Pour commencer globalement la programmation interne c’est quoi? Ça concerne les mœurs et conventions sociales bourrées dans notre crâne dès l’enfance. Nécessaire pour la survie du collectif…OK tout ça on connaît. Ensuite on a les croyances et mécanismes de pensée auxquels nous nous sommes identifiés étant gamin, créés par notre éducation et les exemples directs autour de nous. Plus ancrée que du capiton, une programmation interne avec laquelle nous interagissons à chaque moment de notre journée, sans même nous en rendre compte. Une pensée nous vient puis un sentiment, ou le contraire. Des connections pré-mâchées dans notre tête.

Exemple à la con, changeable à toutes les sauces en fonction de chacun : Jean-Charles se dispute avec quelqu’un, il ressent colère et frustration. Il pense au fait qu’il ne peut jamais s’exprimer promptement pour que l’autre comprenne ; de toute façon il n’a jamais réussi à exprimer ce qu’il pense et ressent. Ça a toujours été comme ça depuis petit. Les pensées négatives arrivent au passage pour épicer la recette, du genre : qu’est ce qui va pas chez moi, pourquoi j’ai créé ça, je suis un bon à rien… (ou au choix : l’autre avait qu’à faire l’effort de creuser, c’est pas de ma faute, je ne suis pas responsable…). BREF Mécanisme de pensée automatique qui défile à vitesse grand V. On pense : c’est tellement fluide dans ma tête que c’est forcément ma pure manière de penser. Et pourtant tous ces schémas, nous les avons reproduit. La seule source pure là-dedans est la colère et la frustration de notre Jean-Charles. Les sentiments sont toujours vrais car nous les ressentons. Aucun sentiment n’émane d’une quelconque programmation. En revanche, on peut se tromper sur l’identification d’un sentiment (prendre de la peur comme de la colère > une manière de se protéger, mais ça ce sera pour un prochain sujet).

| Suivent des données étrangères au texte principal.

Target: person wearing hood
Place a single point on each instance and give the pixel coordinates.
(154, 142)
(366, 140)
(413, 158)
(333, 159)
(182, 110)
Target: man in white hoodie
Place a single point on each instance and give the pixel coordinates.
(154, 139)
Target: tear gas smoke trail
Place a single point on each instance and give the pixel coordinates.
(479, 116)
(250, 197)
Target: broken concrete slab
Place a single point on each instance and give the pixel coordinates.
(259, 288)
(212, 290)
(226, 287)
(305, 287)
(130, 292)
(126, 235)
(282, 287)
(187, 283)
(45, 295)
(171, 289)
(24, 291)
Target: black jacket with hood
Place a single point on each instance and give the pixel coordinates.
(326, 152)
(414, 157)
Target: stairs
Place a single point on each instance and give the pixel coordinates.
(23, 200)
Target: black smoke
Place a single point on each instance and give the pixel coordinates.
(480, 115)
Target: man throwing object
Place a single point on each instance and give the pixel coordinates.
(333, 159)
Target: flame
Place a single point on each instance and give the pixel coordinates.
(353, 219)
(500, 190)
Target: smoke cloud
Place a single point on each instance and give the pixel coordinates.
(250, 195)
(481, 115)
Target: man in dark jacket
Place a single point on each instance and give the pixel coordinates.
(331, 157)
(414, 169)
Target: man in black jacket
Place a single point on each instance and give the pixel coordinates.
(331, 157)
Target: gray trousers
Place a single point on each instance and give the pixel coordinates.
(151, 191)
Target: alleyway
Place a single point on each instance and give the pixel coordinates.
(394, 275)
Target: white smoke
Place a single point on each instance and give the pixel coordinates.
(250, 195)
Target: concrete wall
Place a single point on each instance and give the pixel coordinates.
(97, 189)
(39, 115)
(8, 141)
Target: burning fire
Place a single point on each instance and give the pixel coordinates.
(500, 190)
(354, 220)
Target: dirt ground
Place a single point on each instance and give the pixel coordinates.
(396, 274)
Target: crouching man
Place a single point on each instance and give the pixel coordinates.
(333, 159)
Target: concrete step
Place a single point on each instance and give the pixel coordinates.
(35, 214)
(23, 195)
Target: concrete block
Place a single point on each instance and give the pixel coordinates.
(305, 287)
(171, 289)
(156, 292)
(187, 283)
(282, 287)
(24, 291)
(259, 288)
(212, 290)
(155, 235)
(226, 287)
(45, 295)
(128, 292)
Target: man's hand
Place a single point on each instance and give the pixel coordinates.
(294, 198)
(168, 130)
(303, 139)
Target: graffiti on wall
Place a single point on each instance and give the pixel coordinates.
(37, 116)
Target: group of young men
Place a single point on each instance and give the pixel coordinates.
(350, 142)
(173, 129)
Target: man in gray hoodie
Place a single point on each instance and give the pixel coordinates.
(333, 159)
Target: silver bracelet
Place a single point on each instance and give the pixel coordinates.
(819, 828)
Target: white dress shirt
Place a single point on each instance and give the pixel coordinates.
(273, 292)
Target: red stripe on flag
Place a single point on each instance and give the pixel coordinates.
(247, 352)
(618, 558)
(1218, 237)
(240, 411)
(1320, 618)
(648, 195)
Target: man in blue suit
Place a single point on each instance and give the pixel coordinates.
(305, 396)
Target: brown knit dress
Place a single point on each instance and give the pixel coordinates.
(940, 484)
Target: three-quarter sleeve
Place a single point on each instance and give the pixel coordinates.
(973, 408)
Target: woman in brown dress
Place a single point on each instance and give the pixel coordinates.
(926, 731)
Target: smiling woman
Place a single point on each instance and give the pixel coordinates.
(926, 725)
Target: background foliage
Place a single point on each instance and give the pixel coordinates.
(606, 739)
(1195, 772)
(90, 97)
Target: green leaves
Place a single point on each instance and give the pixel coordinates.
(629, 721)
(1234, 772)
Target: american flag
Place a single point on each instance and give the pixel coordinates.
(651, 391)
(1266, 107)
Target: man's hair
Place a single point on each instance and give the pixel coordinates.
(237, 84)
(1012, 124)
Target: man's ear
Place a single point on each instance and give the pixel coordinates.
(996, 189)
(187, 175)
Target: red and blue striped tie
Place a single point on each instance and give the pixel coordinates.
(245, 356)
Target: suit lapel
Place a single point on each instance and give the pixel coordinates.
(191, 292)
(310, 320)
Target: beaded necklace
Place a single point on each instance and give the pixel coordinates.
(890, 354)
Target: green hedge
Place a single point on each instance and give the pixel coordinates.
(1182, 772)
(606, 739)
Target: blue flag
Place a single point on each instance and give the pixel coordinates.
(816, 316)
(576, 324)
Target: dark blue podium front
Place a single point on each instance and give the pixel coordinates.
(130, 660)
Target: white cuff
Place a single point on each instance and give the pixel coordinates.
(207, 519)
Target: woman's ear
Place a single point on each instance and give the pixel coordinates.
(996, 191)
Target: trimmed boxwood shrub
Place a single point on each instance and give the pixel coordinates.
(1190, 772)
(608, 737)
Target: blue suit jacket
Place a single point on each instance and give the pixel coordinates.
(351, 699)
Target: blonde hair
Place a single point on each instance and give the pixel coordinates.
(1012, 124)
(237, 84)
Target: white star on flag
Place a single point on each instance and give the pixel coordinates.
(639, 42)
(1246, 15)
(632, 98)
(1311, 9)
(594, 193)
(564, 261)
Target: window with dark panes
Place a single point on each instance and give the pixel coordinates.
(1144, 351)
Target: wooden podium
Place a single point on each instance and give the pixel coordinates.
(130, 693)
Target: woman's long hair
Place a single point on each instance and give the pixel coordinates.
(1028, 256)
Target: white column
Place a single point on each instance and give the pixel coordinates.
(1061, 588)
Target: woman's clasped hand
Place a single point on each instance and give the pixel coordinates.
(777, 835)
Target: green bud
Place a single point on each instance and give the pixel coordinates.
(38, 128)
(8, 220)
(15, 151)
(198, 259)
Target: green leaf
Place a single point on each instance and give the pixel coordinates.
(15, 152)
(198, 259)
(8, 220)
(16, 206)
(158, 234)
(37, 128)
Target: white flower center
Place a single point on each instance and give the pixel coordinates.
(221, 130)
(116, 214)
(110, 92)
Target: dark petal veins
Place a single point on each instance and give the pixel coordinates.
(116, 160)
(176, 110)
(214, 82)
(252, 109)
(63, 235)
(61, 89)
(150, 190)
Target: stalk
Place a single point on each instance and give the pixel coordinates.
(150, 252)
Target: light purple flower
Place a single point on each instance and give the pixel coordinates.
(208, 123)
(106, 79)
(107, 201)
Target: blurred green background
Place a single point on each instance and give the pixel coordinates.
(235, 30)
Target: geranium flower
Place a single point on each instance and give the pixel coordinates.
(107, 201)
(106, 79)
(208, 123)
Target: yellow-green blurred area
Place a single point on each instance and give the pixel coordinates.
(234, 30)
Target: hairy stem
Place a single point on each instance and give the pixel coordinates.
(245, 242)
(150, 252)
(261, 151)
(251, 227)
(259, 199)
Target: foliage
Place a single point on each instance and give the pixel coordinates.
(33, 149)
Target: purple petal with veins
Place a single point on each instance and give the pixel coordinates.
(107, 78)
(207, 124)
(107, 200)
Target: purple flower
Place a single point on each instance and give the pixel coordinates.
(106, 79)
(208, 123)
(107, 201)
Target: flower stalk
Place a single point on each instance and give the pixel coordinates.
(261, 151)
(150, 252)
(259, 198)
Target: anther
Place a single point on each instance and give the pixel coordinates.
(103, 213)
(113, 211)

Un des travaux les plus complexes à mon sens est de savoir différencier si les pensées ainsi que les sentiments qui en découlent (et vice-versa) sont le fruit de notre programmation interne ou de la plus pure version de nous-même. Sans la complète réalisation et compréhension de notre programmation interne, on ne peut s’en détacher et donc extraire la pensée pure de notre âme. Cela créé un rapport faussé à nous-même. On croit se connaître car on sait comment on a tendance à réagir devant telle situation, alors que l’on répond qu’à des connections déjà toutes faites. Voilà ! Allez on souffle !

Rod Long picture

• Le HandBook •

(promis c’est pas si compliqué)

 

Le Handbook est un peu plus light mais tout aussi abstrait. Ce que j’appelle ainsi c’est toutes les présomptions que l’on créé sur un individu. La manière dont on perçoit une personne, sa façon de réagir, ses opinions, ses décisions. On enregistre tout automatiquement dans notre guide social pour que le rapport entretenu avec l’individu soit le plus approprié  (positif ou négatif, même schéma). Après un temps, on pourra se dire qu’on connait cette personne, car on se souvient bel et bien de toutes ces petites choses que l’on a inconsciemment collecté auparavant. C’est assez naturel au final, on veut juste pouvoir vivre avec les autres sans déclencher des guerres civiles.

Exemple simplifié (de qualité!) : Germaine a fait pleuré Augustin en commentant son incapacité à cuisiner des œufs. Germaine va alors se dire « OK Augustin il est un brin susceptible, on va dorénavant éviter de parler de ses talents de cuisinier ou même carrément d’œufs devant lui ». Plus tard Augustin dira à Germaine que de toute façon les œufs c’est de la merde il aime pas ça, alors Germaine elle va se dire qu’Augustin il aime pas les œufs, point final. QUE NENNI ! Voilà l’erreur ! (Bon vous ferez l’effort d’adapter l’exemple à une situation un peu plus concrète hein, j’essaye de vous tenir jusqu’au bout là donc … Un p’tit effort !)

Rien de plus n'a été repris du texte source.